The [Affordable Care Act's] largest impact on labor markets will probably occur after 2016, once its major provisions have taken full effect and overall economic output nears its maximum sustainable level. CBO estimates that the ACA will reduce the total number of hours worked, on net, by about 1.5 percent to 2.0 percent during the period from 2017 to 2024, almost entirely because workers will choose to supply less labor—given the new taxes and other incentives they will face and the financial benefits some will receive. Because the largest declines in labor supply will probably occur among lower-wage workers, the reduction in aggregate compensation (wages, salaries, and fringe benefits) and the impact on the overall economy will be proportionally smaller than the reduction in hours worked. . . .

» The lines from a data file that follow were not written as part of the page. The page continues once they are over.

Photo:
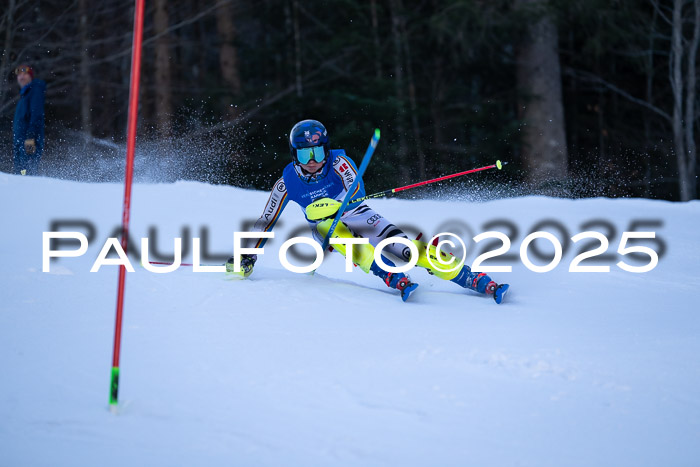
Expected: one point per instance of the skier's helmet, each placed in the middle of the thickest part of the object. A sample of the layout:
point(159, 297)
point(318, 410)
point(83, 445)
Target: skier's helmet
point(308, 141)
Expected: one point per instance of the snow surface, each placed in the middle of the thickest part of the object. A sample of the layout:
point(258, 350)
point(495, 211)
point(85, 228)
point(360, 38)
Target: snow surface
point(333, 369)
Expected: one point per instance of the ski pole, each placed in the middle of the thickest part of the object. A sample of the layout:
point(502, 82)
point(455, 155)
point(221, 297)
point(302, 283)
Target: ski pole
point(498, 165)
point(360, 172)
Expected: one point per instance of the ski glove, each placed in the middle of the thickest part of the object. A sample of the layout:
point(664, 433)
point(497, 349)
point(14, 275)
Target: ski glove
point(30, 146)
point(322, 209)
point(247, 263)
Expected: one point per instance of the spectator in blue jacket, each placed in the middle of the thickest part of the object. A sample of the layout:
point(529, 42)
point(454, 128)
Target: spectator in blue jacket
point(28, 127)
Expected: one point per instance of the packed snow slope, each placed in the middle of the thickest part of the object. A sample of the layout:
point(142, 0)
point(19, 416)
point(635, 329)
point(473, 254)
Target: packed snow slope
point(575, 368)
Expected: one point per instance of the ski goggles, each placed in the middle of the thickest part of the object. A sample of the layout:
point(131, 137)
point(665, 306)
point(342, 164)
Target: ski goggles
point(24, 69)
point(304, 155)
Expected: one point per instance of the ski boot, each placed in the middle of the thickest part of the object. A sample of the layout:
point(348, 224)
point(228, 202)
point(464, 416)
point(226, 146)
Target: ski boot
point(481, 282)
point(394, 280)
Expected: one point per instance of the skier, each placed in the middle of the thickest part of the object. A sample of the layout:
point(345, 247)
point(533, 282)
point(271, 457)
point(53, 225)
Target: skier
point(317, 172)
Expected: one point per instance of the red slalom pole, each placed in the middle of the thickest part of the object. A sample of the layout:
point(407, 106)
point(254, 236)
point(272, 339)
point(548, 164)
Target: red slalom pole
point(129, 175)
point(498, 165)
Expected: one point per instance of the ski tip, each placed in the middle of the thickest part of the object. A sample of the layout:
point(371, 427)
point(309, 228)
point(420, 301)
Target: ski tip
point(405, 293)
point(500, 293)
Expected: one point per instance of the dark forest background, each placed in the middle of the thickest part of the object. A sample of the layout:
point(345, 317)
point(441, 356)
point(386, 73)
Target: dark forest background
point(581, 97)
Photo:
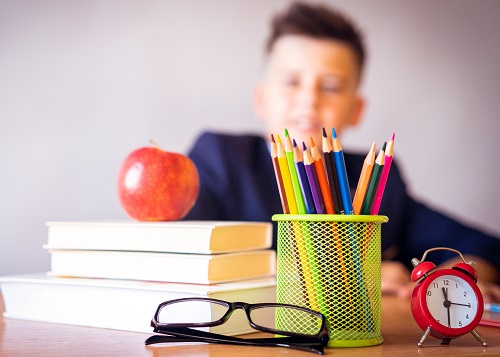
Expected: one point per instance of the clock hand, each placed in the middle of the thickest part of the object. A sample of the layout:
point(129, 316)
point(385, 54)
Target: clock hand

CBO's estimate that the ACA will reduce employment reflects some of the inherent trade-offs involved in designing such legislation. Subsidies that help lower-income people purchase an expensive product like health insurance must be relatively large to encourage a significant proportion of eligible people to enroll. If those subsidies are phased out with rising income in order to limit their total costs, the phaseout effectively raises people's marginal tax rates (the tax rates applying to their last dollar of income), thus discouraging work. In addition, if the subsidies are financed at least in part by higher taxes, those taxes will further discourage work or create other economic distortions, depending on how the taxes are designed. Alternatively, if subsidies are not phased out or eliminated with rising income, then the increase in taxes required to finance the subsidies would be much larger."